The Roundhouse is packed with indie kids of a certain age, come to pay respect to one of the most credible yet mysterious American bands. Veterans Yo La Tengo have mastered more genres than most, but this lack of an obvious style means they’re a hard sell.

However, they’re certainly not a hard listen: they’re tons of fun, finding melodies in the most unexpected places and having a ball doing it. And the lucky crowd witnessed masterclasses from two acts whose lack of a strong image may have cost them crossover success - but who are streets ahead of many of their more successful peers.

Former Gorky’s frontman Euros Childs is YLT’s very special guest. Ridiculously prolific and effortlessly engaging, he proves that sometimes the simple songs are the best. Childs’ quirkiness comes across as totally natural, as he sings either with joy or an unaffected sadness that’s touching. There are no fancy licks or complex metaphors, just simple communication, strum-along melodies and ideas that shouldn’t work but do. Who else could get away with some of the preset keyboard tracks he uses, other than a little kid playing in his room? Euros has full access to his inner child, and he’s all the better for it.
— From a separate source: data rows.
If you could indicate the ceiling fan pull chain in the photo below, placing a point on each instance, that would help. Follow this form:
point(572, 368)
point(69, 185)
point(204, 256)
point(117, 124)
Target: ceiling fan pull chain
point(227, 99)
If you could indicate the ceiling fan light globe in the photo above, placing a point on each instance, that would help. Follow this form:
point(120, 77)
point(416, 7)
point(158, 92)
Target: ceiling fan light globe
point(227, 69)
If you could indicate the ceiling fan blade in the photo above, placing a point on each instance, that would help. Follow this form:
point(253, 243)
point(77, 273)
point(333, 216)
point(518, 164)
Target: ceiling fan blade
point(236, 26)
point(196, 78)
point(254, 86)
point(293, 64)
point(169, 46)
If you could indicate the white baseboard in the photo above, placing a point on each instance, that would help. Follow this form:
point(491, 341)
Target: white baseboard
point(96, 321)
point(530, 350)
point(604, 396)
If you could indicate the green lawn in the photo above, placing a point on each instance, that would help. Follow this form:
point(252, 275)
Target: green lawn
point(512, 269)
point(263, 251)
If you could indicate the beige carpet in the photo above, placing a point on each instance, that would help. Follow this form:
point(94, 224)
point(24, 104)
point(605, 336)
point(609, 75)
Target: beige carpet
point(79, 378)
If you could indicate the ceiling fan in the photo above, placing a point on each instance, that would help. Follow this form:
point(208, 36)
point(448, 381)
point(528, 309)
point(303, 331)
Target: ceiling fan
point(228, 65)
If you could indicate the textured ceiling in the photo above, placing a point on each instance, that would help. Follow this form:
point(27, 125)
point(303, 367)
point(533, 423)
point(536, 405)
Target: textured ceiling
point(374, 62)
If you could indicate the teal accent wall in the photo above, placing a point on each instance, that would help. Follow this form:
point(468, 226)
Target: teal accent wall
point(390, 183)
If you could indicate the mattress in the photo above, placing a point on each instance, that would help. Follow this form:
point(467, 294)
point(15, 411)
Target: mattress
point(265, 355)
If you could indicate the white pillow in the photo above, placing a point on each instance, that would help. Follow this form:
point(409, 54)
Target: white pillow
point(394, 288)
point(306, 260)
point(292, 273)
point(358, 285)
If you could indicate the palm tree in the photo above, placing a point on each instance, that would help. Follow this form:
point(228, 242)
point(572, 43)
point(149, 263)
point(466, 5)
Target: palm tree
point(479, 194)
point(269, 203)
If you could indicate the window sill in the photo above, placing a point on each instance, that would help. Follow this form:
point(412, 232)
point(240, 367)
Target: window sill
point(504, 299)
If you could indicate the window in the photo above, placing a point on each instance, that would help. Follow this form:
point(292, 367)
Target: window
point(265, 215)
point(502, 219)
Yo La Tengo means “I’ve got it!” in Spanish - and they certainly have. They play with a joy that belies their 25 year-long career (17 in their current incarnation), and generally overcome the venue’s iffy sound (unless you’re in the Roundhouse’s “charmed” middle section between the two speakers, bands can sound like they’re in a different building). Depending on the song they’re playing, they can sound like jazzers, balladeers, punks, slowcore merchants, shoegazers or noiseniks, but they keep the audience’s attention throughout.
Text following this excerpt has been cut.